A Associação Novo Macau Democrático (ANMD) quer realizar uma ronda de encontros a partir de 11 de Janeiro com os cinco secretários, durante a qual espera confrontar os governantes com as políticas que a associação delineou no sentido da reforma democrática, ao mesmo tempo que pretendem dar conta dos anseios da população.
Ontem, a ANMD, que na passada quarta-feira havia dado um prazo de 10 dias para que o Chefe do Executivo iniciasse o processo de auscultação da população sobre as reformas democráticas, enviou para os gabinetes dos cinco secretários do Governo pedidos para a marcação de reuniões.
Segundo sustenta a ANMD, "milhares de pessoas manifestaram-se no Dia de Macau de forma pacífica contra a corrupção, pela democracia e por melhores condições de vida", pelo que se espera da parte do Executivo "uma resposta a essas reivindicações".
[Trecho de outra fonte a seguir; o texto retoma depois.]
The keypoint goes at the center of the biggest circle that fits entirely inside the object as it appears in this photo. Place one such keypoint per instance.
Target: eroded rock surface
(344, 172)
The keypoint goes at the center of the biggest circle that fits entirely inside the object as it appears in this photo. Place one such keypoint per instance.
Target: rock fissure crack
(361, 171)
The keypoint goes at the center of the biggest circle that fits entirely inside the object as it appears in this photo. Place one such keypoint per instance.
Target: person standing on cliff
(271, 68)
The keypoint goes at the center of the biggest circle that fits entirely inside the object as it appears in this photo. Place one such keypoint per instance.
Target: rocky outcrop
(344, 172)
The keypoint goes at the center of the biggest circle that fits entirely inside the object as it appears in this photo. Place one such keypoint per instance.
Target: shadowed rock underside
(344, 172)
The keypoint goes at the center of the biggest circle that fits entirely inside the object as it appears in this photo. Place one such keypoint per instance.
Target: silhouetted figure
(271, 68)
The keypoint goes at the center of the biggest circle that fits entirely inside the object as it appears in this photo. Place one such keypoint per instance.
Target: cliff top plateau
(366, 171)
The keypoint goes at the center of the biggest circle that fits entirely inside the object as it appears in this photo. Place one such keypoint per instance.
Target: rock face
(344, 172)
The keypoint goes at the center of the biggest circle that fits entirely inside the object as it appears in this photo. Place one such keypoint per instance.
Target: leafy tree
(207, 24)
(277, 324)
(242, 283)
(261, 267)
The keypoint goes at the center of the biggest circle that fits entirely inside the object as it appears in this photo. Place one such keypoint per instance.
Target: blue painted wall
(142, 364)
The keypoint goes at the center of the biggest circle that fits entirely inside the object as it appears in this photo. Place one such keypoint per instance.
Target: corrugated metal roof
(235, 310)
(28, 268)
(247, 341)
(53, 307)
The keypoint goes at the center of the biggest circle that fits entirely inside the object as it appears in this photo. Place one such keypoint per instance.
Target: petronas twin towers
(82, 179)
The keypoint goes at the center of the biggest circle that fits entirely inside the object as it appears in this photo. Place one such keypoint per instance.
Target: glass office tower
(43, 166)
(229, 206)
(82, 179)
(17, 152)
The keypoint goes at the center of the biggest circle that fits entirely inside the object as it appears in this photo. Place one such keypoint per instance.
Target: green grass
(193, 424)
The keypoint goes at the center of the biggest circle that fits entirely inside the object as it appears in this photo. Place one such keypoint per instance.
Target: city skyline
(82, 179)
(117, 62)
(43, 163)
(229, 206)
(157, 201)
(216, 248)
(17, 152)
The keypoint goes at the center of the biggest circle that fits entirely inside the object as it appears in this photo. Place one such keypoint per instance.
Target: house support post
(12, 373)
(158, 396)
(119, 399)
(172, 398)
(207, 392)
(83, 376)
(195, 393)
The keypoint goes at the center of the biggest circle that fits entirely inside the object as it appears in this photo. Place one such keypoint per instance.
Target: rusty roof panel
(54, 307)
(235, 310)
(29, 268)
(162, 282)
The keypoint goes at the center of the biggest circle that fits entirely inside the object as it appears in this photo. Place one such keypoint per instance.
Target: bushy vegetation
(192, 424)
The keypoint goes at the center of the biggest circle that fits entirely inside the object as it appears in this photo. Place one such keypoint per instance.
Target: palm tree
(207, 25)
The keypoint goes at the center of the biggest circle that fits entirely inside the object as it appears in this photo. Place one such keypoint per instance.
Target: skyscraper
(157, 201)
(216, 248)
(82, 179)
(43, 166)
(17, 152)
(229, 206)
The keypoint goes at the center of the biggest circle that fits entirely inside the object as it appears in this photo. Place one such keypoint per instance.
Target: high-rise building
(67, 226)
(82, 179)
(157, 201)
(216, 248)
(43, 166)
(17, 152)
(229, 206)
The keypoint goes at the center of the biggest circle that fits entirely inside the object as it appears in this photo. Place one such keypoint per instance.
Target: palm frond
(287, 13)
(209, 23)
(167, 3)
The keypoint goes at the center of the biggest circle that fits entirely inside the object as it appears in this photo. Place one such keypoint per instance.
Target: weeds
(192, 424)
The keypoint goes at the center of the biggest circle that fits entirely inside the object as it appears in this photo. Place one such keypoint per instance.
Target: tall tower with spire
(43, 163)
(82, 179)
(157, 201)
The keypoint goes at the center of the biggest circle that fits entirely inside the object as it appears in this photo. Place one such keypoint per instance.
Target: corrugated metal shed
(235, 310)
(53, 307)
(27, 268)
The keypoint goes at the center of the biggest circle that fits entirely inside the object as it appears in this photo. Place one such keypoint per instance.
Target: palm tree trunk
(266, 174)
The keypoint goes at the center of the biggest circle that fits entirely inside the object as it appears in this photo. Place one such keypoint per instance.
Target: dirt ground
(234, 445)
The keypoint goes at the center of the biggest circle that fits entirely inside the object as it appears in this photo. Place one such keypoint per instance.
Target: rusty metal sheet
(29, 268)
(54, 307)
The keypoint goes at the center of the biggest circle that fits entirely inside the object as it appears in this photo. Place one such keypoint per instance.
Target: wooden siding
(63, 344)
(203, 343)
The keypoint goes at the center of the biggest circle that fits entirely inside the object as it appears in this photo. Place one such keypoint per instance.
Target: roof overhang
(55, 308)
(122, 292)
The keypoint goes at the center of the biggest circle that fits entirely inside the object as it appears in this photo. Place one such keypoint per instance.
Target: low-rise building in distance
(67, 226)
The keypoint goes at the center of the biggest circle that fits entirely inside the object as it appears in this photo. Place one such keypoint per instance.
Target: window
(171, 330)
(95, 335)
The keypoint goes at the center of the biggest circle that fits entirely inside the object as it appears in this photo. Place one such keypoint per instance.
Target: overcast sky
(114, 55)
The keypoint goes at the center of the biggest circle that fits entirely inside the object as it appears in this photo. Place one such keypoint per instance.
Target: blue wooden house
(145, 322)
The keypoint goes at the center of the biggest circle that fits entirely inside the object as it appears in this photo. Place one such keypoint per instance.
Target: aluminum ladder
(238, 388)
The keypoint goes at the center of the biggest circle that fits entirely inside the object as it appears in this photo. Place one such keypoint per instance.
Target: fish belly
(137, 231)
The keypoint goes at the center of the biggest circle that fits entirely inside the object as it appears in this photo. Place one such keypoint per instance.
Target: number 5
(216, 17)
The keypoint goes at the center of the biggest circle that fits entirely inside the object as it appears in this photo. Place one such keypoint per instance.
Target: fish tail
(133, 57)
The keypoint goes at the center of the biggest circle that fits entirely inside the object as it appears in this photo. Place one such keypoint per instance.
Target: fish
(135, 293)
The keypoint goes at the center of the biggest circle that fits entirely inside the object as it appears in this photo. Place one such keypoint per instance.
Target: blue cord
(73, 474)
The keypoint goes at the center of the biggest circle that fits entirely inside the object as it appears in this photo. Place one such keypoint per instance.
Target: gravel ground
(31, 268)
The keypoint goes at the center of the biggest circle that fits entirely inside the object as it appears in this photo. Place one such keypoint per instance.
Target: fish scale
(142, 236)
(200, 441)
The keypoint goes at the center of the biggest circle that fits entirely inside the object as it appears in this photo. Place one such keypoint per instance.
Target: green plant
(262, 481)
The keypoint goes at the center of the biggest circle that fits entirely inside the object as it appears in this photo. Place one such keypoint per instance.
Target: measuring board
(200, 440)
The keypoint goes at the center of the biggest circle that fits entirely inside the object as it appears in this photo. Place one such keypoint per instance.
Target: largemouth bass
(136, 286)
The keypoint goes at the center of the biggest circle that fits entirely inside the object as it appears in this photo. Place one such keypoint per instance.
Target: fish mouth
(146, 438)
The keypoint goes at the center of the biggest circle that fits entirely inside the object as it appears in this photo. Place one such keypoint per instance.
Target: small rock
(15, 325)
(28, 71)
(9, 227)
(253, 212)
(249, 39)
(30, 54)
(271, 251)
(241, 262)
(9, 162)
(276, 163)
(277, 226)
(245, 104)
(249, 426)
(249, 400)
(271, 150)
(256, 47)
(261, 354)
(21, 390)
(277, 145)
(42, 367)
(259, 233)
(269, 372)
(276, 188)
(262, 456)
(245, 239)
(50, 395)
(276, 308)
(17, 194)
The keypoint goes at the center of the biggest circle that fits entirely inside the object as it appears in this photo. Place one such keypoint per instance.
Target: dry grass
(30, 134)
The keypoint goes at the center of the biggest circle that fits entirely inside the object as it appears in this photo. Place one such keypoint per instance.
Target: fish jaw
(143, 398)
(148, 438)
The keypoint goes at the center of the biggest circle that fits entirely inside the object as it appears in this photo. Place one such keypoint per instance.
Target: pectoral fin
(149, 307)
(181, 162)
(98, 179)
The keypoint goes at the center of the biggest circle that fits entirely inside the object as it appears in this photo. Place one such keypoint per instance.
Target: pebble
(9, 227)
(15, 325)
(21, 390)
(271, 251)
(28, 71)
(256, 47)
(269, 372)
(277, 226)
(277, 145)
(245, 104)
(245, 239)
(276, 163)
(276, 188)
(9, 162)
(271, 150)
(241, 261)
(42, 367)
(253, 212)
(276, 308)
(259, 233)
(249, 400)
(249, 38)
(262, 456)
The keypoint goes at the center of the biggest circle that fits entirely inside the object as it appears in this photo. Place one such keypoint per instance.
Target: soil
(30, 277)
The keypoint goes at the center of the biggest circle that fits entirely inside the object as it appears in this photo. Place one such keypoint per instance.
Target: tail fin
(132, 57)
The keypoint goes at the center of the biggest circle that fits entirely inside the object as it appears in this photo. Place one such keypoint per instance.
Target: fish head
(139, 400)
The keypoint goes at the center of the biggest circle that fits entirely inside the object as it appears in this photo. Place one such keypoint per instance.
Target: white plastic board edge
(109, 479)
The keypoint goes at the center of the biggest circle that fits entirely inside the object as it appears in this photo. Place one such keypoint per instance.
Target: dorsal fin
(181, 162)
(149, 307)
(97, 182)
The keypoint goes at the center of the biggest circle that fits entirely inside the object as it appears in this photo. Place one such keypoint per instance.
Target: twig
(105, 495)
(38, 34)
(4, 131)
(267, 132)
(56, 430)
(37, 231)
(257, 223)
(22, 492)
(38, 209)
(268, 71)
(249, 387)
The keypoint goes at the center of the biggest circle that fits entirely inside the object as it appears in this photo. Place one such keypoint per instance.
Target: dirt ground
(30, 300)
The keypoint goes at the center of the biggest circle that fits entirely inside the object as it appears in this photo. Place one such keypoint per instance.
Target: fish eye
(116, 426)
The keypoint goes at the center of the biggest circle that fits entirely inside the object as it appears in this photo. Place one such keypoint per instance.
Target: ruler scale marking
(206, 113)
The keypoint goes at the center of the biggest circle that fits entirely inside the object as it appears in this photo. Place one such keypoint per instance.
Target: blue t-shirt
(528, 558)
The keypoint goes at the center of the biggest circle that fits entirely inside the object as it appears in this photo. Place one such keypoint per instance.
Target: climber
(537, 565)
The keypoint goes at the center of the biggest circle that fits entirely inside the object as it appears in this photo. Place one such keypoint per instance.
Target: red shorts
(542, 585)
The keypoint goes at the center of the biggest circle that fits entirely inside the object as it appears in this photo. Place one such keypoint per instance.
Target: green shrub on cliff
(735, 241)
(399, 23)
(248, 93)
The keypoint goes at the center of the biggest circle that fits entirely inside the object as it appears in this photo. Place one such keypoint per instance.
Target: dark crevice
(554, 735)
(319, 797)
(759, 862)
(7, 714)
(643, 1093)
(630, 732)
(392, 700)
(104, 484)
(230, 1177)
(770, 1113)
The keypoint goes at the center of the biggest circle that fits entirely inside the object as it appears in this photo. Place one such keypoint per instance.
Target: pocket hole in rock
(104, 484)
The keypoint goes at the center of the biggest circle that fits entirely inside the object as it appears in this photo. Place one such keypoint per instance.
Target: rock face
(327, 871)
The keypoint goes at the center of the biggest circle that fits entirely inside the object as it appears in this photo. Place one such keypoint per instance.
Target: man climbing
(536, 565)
Cara-a-cara com os governantes, a ANMD pretende proporcionar uma reflexão sobre o sufrágio directo e universal do Chefe do Executivo e de todos os deputados à Assembleia Legislativa". Outros tópicos, caso os encontros se venham a realizar, incluem os direitos e garantias dos trabalhadores, a protecção do Património da Humanidade, planeamento urbano e o direito às manifestações.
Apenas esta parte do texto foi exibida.